最新推荐文章于 2025-03-11 21:41:34 发布

阅读量2.3k

点赞数 30

分类专栏： Diffusion模型应用文章标签： stable diffusion

本文链接：https://blog.csdn.net/weixin_56751316/article/details/140068914

版权

Diffusion模型应用专栏收录该内容

4 篇文章

订阅专栏

留意后续更新，请关注微信公众号：组学之心

Diffusers实操

–https://github.com/huggingface/diffusers

1.环境准备

运行以下代码安装需要的packages

pip install -qq -U diffusers datasets transformers accelerate ftfy pyarrow huggingface_hub

然后访问
https://huggingface.co/settings/tokens创建“WRITE”的hugging face访问权限，记录访问码。

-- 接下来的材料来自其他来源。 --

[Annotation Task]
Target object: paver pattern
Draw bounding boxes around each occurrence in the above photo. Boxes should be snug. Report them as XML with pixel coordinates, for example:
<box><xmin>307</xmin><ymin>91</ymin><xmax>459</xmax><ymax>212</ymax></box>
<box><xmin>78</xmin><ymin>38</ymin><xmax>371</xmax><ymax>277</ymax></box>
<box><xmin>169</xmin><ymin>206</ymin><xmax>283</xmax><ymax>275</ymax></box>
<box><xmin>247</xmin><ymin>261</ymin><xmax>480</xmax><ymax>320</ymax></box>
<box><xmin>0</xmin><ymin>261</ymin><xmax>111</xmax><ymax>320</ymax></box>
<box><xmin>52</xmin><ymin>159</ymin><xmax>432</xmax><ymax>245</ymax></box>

我用的是pycharm，通过在pycharm终端登录，输入：huggingface-cli login

输入“WRITE”的访问码，随后选择Y，登陆成功

其它登录方式请见：https://huggingface.co/docs/hub/models-adding-libraries

接下来需要安装Git LFS，用来后续上传模型检查点。https://git-lfs.com/

1.1 DreamBooth

DreamBooth是存放在Hugging Face的一个文生图项目模型，我们可以用diffusers包来调用，当然也可以自己克隆项目来创建自己的后端产品，此外能够让我们对stable diffusion模型进行微调，这个过程可以引入特定的面部、物体或风格等额外的信息。目前有249个各色各样的模型来玩耍~

https://huggingface.co/sd-dreambooth-library

更多操作视频可以在这里找到https://www.youtube.com/watch?v=tgRiZzwSdXg

我挑选一个最受欢迎的项目来试一试–disco-diffusion-style

from diffusers import DiffusionPipeline
#加载管线，会下载训练好的模型
pipeline = DiffusionPipeline.from_pretrained("sd-dreambooth-library/disco-diffusion-style")
#你要输入的prompt，生成你想要的style
prompt = "A cyberpunk-style building"
image = pipeline(prompt, num_inference_steps=50, guidance_scale=7.5).images[0]

plt.imshow(image)
plt.axis('off')
plt.savefig("00zuxuezhixin/diffusers_practice/disco.png")
plt.show()

效果如下：

1.2 Diffusers核心API

三部分

管线：从高层次设计的多种类函数，目的在于方便部署和实现任务，能够快速的用与训练好的主流扩散模型来生成样本
模型：在训练新的扩散模型的时候需要用到网络结构，比如UNet
调度器：在推理的过程中使用多种不同的技巧来从噪声中生成图像，同时也可以生成训练过程中带噪声的图像。

训练扩散模型的简易过程如下：

1.从训练集中加载图像

2.添加不同级别的噪声

3.将添加了不同级别的噪声的数据输入模型

4.评估模型对这些输入去噪的效果

5.使用得到的性能信息更新模型权重，循环步骤。

2.实战一下生成图像

2.1 下载数据集

这里用到的是Hugging Face Hub的1000张像素的蝴蝶图像数据，resize后变成32×32像素，比较小，好练手。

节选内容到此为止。